Don traveled to Montreal by ship, then sent for Maureen and their two children, David and Rebecca. It was 1956. For the next four years, Don worked as a engineer for the Canadian branch of RCA. For a time, his work demanded that he be on call, ready to drop everything and travel, sometimes hundreds of miles, to repair faulty telephone equipment in the hinterlands of Canada.
One evening, as Don drove home after yet another three-day absence from his family, he had an epiphany. “I realized that my job was putting stress on my family. In the last month I’d missed both children’s birthdays. I was constantly away from home, leaving Maureen to raise the children alone. My kids were growing up without me . . . I was in danger of losing emotional contact with them.”

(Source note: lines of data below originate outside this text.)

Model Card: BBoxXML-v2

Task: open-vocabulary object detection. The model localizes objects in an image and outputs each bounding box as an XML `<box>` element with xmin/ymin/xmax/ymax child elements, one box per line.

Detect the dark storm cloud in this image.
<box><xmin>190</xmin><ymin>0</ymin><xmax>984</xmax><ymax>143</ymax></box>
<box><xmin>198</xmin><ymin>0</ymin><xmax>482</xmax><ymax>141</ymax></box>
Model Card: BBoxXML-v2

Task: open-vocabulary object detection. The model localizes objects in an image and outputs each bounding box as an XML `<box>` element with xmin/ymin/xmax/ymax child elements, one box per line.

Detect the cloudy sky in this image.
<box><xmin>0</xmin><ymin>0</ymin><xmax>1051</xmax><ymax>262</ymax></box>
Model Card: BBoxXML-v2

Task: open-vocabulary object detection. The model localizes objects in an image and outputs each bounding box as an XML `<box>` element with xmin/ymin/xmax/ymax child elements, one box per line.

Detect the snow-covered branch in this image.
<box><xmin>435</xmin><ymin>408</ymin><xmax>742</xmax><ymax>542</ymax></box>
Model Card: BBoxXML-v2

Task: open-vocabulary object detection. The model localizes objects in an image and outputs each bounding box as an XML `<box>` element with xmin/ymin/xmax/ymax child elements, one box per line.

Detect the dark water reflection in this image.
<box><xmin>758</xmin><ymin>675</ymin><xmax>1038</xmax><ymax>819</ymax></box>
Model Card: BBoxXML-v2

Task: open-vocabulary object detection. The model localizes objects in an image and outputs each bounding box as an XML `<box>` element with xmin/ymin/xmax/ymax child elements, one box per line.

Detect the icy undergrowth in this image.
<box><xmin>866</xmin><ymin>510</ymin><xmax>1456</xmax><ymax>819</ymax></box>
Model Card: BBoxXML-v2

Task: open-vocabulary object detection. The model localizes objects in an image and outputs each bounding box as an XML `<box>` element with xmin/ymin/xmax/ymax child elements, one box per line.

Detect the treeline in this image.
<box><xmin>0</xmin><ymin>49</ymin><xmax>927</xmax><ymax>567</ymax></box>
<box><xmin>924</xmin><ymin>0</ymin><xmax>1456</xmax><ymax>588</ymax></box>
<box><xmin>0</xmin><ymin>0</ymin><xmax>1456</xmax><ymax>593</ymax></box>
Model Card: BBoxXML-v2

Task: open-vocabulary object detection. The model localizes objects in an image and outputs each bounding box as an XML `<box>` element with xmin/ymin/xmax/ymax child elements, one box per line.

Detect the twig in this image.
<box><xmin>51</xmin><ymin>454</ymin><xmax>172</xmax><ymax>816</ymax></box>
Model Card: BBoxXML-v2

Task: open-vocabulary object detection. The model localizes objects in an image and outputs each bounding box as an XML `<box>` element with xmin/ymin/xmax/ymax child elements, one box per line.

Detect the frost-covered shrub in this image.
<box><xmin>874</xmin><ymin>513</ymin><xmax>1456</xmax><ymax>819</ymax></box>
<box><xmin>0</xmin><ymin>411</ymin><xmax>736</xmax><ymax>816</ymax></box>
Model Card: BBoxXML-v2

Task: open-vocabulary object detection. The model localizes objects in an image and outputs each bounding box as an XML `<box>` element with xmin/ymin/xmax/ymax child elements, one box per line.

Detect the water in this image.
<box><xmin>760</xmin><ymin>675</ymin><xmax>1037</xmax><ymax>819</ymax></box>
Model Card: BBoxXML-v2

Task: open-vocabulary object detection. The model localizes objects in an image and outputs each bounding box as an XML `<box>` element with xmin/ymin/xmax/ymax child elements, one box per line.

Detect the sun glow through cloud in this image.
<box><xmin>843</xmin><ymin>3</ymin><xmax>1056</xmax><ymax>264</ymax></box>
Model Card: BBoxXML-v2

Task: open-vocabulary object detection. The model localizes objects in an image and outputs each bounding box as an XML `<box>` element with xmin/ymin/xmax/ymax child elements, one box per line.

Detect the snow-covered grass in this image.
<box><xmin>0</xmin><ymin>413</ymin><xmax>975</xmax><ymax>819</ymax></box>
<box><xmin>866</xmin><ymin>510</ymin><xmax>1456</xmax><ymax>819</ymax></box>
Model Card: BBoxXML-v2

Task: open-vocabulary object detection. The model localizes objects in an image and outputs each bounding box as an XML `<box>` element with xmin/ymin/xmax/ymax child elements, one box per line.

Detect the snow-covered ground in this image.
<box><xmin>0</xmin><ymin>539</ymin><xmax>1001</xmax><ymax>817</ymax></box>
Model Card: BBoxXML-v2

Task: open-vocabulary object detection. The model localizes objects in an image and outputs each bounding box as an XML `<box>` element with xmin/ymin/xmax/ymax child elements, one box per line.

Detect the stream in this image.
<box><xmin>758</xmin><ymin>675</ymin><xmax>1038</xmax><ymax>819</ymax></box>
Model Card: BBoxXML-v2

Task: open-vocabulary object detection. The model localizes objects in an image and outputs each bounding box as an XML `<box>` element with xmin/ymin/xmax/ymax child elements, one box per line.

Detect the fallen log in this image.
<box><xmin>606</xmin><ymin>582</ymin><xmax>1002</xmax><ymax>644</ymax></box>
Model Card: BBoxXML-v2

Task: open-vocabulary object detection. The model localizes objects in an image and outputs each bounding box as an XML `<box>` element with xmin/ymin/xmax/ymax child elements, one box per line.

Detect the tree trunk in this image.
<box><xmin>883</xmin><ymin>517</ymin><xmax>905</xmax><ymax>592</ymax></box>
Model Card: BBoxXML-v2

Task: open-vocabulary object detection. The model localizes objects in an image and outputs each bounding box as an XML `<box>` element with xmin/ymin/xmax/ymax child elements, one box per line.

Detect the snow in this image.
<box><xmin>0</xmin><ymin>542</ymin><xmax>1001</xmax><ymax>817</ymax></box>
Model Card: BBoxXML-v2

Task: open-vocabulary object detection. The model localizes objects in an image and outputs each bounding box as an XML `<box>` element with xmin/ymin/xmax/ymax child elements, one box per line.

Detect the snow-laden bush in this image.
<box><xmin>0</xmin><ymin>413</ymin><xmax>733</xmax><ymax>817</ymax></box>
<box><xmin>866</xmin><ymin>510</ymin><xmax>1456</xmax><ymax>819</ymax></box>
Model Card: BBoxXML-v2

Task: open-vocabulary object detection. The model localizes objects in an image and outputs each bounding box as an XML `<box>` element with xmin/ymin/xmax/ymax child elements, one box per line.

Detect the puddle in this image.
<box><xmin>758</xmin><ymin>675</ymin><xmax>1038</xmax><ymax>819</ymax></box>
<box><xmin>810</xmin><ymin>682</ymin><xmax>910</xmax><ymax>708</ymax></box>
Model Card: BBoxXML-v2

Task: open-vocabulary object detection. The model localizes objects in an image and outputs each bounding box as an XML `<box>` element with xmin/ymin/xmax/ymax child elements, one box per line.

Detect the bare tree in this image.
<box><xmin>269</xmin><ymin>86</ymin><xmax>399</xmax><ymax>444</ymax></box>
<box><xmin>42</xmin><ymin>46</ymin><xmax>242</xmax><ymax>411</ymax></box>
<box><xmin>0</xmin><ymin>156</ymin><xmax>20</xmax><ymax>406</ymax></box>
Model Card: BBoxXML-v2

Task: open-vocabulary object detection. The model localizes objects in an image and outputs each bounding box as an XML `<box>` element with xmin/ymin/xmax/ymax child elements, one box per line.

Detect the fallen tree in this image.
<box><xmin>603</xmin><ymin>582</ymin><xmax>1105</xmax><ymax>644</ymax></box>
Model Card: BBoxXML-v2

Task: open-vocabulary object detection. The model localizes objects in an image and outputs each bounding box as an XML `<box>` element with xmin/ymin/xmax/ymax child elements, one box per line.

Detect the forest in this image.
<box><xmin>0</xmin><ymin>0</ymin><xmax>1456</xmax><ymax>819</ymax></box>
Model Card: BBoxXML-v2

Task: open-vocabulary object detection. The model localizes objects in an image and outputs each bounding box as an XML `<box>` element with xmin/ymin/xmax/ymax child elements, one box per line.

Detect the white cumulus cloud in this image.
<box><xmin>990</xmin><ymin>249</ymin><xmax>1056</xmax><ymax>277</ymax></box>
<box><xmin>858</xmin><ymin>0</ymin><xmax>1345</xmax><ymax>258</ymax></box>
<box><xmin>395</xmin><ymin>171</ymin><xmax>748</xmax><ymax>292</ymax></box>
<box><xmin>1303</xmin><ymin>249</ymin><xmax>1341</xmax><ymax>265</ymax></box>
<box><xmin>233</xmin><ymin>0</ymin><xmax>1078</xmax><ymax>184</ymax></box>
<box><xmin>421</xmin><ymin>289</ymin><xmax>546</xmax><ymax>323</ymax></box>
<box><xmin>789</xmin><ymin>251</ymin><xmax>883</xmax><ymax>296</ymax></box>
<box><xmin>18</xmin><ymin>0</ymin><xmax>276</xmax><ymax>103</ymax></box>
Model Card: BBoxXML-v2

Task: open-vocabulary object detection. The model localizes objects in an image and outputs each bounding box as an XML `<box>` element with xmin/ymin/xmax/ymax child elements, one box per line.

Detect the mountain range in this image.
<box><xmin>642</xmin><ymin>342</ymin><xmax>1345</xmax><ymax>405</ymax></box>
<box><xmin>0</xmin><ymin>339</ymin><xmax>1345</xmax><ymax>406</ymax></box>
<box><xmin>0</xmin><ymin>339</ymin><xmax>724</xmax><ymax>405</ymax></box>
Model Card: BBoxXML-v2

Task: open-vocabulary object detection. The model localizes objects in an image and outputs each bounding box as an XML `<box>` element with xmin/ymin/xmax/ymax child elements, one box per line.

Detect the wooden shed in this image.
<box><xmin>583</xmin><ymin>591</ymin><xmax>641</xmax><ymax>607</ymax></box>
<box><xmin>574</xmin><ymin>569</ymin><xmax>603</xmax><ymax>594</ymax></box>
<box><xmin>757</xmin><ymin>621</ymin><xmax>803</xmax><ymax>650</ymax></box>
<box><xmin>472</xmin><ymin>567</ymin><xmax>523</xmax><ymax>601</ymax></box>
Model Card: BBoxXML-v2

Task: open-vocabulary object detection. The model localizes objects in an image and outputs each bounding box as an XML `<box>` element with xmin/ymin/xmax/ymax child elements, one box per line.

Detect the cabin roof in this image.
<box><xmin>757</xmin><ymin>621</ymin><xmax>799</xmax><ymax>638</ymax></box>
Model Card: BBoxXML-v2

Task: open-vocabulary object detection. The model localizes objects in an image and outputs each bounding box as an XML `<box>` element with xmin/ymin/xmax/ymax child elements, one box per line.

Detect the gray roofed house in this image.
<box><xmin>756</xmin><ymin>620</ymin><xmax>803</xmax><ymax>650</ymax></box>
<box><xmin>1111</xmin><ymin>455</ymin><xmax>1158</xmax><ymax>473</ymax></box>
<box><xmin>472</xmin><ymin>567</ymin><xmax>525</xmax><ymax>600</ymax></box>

It was time to look for a new job. This time, in June 1960, he imposed no geographical limitations. He and Maureen had discussed it, and she agreed that if he found a job with better career opportunities in another country, they would relocate.
Don conducted an extensive job search, then applied for the most promising positions. He interviewed for four of them—and received four offers.
The most attractive offer came from a small company in San Francisco. “I knew that the Bay Area was a hotbed of new technologies, and the idea of living and working amidst it all was exciting. San Francisco just sweetened the pot. I'd heard it described as one of the most beautiful cities in the world.”
When I told Maureen, she just smiled. “No more Canadian winters.”